Liegt das Edelmetall gegenüber dem Startwert im Plus, partizipieren Anleger wie bei einem Tracker eins zu eins an der Performance, allerdings nur bis zu einer Obergrenze (Cap) von 160 Prozent des Ausgangsniveaus. Das entspricht unter Berücksichtigung des Agios einem maximalen Ertrag von 16,4 Prozent pro Jahr. Der Cap entspräche einem Feinunzenpreis von 1584 $. Einige Analysten halten einen solch Anstieg durchaus für möglich.

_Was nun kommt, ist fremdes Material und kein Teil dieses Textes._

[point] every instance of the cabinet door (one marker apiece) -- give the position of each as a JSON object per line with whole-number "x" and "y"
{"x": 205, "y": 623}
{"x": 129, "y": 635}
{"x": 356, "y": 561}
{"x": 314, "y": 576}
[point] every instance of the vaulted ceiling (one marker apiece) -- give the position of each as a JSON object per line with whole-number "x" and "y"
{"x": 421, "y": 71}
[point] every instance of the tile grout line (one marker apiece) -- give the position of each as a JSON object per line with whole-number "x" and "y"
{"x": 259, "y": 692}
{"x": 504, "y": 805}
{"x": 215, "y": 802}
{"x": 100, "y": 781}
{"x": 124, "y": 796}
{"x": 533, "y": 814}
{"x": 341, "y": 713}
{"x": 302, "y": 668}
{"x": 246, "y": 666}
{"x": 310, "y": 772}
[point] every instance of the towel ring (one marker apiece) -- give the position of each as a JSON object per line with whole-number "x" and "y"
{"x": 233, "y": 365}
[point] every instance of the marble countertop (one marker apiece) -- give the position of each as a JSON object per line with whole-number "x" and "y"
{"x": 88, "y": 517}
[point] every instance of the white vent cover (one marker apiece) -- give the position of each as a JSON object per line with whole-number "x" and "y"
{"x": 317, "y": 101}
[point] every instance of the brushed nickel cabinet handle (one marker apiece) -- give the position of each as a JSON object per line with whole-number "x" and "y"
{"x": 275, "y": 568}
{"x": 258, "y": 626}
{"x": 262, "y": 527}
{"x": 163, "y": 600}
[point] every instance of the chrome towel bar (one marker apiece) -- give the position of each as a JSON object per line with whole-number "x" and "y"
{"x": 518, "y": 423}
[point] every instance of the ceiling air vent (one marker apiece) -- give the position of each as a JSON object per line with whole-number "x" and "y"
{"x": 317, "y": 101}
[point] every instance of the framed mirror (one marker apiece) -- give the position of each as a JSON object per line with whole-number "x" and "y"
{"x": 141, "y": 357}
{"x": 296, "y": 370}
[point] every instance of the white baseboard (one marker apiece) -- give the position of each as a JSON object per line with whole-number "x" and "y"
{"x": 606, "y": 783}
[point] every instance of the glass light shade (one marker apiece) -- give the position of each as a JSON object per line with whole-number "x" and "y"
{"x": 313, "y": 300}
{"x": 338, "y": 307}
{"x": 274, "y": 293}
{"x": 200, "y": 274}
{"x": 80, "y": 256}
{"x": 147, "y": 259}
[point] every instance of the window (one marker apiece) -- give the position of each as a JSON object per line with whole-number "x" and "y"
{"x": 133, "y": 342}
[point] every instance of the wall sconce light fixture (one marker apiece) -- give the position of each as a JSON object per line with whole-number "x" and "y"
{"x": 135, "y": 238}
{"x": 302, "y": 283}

Wer Gold noch mehr zutraut, kann zu einem vergleichbaren Produkt der HypoVereinsbank greifen, das ebenfalls in der Zeichnungsphase ist. Bei dem Papier mit dem Namen Komfort Cap Zertifikat (ISIN DEHV5AKG0) ist die Barriere ebenfalls bei 50 Prozent, der Cap aber bei 190 Prozent angesetzt. Bei einer Laufzeit bis 11. März 2013 beträgt die maximale Rendite 17 Prozent pro Jahr.
Sollten die Barrieren verletzt werden, erfolgt die Rückzahlung eins zu eins entsprechend dem am Laufzeitende aktuellen Goldpreis.